Microbially-Mediated Defluorination of High-Priority PFAS: Microorganisms, Genetics, and Biochemistry

Objective

This project will develop the scientific basis to allow for future applications of biological or coupled chemical-biological treatment processes to cost-effectively remove fluorotelomers and perfluorooctane sulfonate (PFOS) from subsurface environments. The specific objectives are to: (1) elucidate the mechanisms of bacterial desulfonation and metabolism of fluorotelomer sulfonates and sulfonamide derivatives at the genetic and biochemical levels; (2) improve understanding of step-wise microbial defluorination processes that lead to complete defluorination of fluorotelomers and characterize bacterial consortia and functional genes involved; and (3) develop an understanding of synergistic photochemical reduction and anaerobic microbial defluorination processes that degrade PFOS.

Benefits

This research will reduce DoD liabilities by establishing fundamental understanding of the microorganisms, genetics, and biochemistry involved in biological C-S and C-F cleavage. The knowledge will guide development of cost-effective biological treatment strategies in the long-term, while in the short-term will provide bacterial genetic markers for assessing the natural attenuation potential of microbial communities at DoD sites, monitoring the activity of those communities, and addressing site limitations inhibiting biological PFAS removal.

List of Publications:

2024

Enzyme Catalyzed Formation of CoA Adducts of Fluorinated Hexanoic Acid Analogues using a Long-Chain acyl-CoA Synthetase from Gordonia sp. Strain NB4-1Y | Biochemistry

Per and polyfluoroalkyl substances (PFAS) are a large family of anthropogenic fluorinated chemicals of increasing environmental concern.

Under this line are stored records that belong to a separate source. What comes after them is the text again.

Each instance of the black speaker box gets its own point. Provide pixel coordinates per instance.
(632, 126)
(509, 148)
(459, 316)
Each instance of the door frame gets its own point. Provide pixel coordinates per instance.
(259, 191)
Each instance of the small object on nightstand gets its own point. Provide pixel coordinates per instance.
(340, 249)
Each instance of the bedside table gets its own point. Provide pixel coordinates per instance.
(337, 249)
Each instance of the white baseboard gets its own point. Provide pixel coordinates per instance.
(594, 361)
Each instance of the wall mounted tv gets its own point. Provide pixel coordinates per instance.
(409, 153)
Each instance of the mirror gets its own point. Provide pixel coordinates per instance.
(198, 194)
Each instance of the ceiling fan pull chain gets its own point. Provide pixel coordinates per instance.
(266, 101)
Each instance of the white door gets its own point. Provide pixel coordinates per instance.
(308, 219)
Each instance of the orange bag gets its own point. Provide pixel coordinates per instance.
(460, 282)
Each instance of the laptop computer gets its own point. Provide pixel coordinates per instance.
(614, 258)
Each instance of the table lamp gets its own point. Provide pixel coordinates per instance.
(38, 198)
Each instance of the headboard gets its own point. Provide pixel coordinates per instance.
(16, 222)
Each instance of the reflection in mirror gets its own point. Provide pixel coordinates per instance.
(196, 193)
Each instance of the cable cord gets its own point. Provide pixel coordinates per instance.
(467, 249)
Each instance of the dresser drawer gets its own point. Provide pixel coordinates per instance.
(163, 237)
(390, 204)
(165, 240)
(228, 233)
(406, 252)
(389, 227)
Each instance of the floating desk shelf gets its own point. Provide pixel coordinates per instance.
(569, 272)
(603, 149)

Over recent years, numerous microbial communities have been found to be capable of metabolizing some polyfluoroalkyl substances, generating a range of low-molecular-weight PFAS metabolites. One proposed pathway for the microbial breakdown of fluorinated carboxylates includes β-oxidation, this pathway is initiated by the formation of a CoA adduct. However, until recently no PFAS-CoA adducts had been reported. In a previous study, we were able to use a bacterial medium-chain acyl-CoA synthetase (mACS) to form CoA adducts of fluorinated adducts of propanoic acid and pentanoic acid but were not able to detect any products of fluorinated hexanoic acid analogues. Herein, we expressed and purified a long-chain acyl-CoA synthetase (lACS) and a A461K variant of mACS from the soil bacterium Gordonia sp. strain NB4–1Y and performed an analysis of substrate scope and enzyme kinetics using fluorinated and nonfluorinated carboxylates. We determined that lACS can catalyze the formation of CoA adducts of 1:5 fluorotelomer carboxylic acid (FTCA), 2:4 FTCA and 3:3 FTCA, albeit with generally low turnover rates (<0.02 s^–1) compared with the nonfluorinated hexanoic acid (5.39 s^–1). In addition, the A461K variant was found to have an 8-fold increase in selectivity toward hexanoic acid compared with wild-type mACS, suggesting that Ala-461 has a mechanistic role in selectivity toward substrate chain length. This provides further evidence to validate the proposed activation step involving the formation of CoA adducts in the enzymatic breakdown of PFAS.

2023

Formation of CoA Adducts of Short-Chain Fluorinated Carboxylates Catalyzed by Acyl-CoA Synthetase from Gordonia sp. Strain NB4-1Y | ACS Omega

Perfluoroalkyl and polyfluoroalkyl substances (PFAS) make up a group of anthropogenic chemicals with a myriad of applications. However, some PFAS have been shown to negatively impact human health and the environment, leading to increased regulation, with some countries making efforts to phase out their use. PFAS fate in the environment is driven by physical, chemical, and biological processes, with microbial communities in matrices such as soil and sewage sludge being known to generate a range of low-molecular-weight PFAS metabolites. Proposed metabolic intermediates for both mixed and pure microbial cultures include fluorinated carboxylates that may be activated by CoA prior to β-oxidation and defluorination, although thus far, no PFAS-CoA adducts have been reported. Herein, we expressed and purified acyl-CoA synthetase (ACS) from the soil bacterium Gordonia sp. strain NB4-1Y and performed an analysis of substrate scope and enzyme kinetics using fluorinated and nonfluorinated carboxylates. We determined that ACS was able to catalyze the formation of CoA adducts of 3,3,3-trifluoropropionic acid, 5,5,5-trifluoropentanoic acid, 4,5,5-trifluoropent-4-enoic acid, and 4,4,5,5,5-pentafluoropentanoic acid. Kinetic analysis revealed a 90–98% decrease in k_cat between nonfluorinated carboxylates and their fluorinated analogues. This provides evidence to validate proposed enzymatic pathways for microbial PFAS metabolism that proceed via an activation step involving the formation of CoA adducts.